The Army's Totally Serious Mind-Control Project
Key Excerpts from Article on Website of Time magazine
Posted: September 19th, 2008
Soldiers barking orders at each other is so 20th Century. That's why the U.S. Army has just awarded a $4 million contract to begin developing "thought helmets" that would harness silent brain waves for secure communication among troops. Ultimately, the Army hopes the project will "lead to direct mental control of military systems by thought alone." Improvements in computing power and a better understanding of how the brain works have scientists busy hunting for the distinctive neural fingerprints that flash through a brain when a person is talking to himself. The Army's initial goal is to capture those brain waves with incredibly sophisticated software that then translates the waves into audible radio messages for other troops in the field.
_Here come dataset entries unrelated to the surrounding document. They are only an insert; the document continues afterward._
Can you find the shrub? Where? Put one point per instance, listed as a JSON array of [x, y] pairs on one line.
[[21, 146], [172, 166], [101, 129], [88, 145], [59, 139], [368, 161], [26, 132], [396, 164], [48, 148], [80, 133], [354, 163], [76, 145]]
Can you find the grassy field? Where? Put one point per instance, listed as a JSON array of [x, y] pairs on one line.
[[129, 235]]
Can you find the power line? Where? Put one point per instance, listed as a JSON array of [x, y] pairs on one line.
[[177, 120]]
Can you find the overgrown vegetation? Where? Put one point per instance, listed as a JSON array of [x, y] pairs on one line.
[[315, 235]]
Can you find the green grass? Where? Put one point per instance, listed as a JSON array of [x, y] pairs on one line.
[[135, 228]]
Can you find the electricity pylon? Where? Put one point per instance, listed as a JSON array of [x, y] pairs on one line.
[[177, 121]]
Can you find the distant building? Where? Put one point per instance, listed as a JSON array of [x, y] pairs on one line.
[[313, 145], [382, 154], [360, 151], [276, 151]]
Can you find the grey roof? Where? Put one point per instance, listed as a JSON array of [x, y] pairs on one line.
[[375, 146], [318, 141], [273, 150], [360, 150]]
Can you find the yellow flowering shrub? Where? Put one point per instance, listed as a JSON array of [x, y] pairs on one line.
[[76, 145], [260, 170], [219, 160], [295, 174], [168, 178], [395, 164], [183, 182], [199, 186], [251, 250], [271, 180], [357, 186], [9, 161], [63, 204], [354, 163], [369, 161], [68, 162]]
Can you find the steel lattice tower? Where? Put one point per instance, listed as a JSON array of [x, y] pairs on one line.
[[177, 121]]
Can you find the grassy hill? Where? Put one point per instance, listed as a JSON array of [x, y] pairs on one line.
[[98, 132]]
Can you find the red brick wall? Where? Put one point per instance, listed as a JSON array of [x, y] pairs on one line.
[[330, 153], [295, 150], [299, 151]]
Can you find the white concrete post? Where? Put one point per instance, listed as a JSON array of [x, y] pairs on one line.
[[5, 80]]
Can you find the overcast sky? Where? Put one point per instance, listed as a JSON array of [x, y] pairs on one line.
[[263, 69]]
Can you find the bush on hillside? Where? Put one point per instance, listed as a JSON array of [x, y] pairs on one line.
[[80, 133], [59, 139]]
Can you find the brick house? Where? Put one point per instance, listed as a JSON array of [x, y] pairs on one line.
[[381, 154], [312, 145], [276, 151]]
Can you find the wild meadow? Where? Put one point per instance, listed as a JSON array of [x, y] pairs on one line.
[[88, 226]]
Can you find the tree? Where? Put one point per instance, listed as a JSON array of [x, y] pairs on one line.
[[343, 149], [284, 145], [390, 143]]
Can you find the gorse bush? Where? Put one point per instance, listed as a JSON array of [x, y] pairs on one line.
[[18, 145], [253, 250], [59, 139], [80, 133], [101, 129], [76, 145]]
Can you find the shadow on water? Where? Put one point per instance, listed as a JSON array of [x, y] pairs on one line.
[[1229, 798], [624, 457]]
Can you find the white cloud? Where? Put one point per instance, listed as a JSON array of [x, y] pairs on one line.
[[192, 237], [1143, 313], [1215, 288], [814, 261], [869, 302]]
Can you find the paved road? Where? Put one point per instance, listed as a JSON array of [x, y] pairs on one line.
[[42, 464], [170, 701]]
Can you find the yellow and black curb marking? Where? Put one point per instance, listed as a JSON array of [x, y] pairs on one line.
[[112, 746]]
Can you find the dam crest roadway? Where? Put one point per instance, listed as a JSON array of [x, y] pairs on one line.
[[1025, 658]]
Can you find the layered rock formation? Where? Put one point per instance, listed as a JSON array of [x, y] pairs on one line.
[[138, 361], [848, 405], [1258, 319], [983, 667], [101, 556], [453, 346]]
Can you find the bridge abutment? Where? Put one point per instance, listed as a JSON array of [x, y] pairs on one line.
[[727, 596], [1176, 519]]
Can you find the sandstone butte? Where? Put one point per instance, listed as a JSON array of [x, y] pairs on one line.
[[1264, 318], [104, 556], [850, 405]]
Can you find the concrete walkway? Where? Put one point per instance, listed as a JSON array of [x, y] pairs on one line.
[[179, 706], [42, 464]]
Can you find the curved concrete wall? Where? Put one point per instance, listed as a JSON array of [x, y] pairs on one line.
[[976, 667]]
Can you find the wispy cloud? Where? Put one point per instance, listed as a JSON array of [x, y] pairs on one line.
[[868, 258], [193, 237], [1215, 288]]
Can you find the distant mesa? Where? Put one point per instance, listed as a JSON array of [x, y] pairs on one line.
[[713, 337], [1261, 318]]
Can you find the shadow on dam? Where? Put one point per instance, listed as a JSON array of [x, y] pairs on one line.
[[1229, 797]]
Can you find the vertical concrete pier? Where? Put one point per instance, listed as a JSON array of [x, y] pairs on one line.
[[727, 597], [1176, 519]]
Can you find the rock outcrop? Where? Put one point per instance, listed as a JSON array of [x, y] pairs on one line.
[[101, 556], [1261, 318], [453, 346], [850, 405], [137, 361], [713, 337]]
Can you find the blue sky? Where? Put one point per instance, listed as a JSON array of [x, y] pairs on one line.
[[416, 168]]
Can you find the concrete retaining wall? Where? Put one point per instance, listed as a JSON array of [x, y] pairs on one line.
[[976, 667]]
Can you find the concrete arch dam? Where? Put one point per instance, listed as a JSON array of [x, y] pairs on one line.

It's not as far-fetched as you might think: video gamers are eagerly awaiting a crude commercial version of brain wave technology a $299 headset from San Francisco-based Emotiv Systems in summer 2009. The military's vastly more sophisticated system may be a decade or two away from reality, let alone implementation. The five-year contract it awarded last month to a coalition of scientists from the University of California at Irvine, Carnegie Mellon University, and the University of Maryland, seeks to "decode the activity in brain networks" so that a soldier could radio commands to one or many comrades by thinking of the message he wanted to relay and who should get it.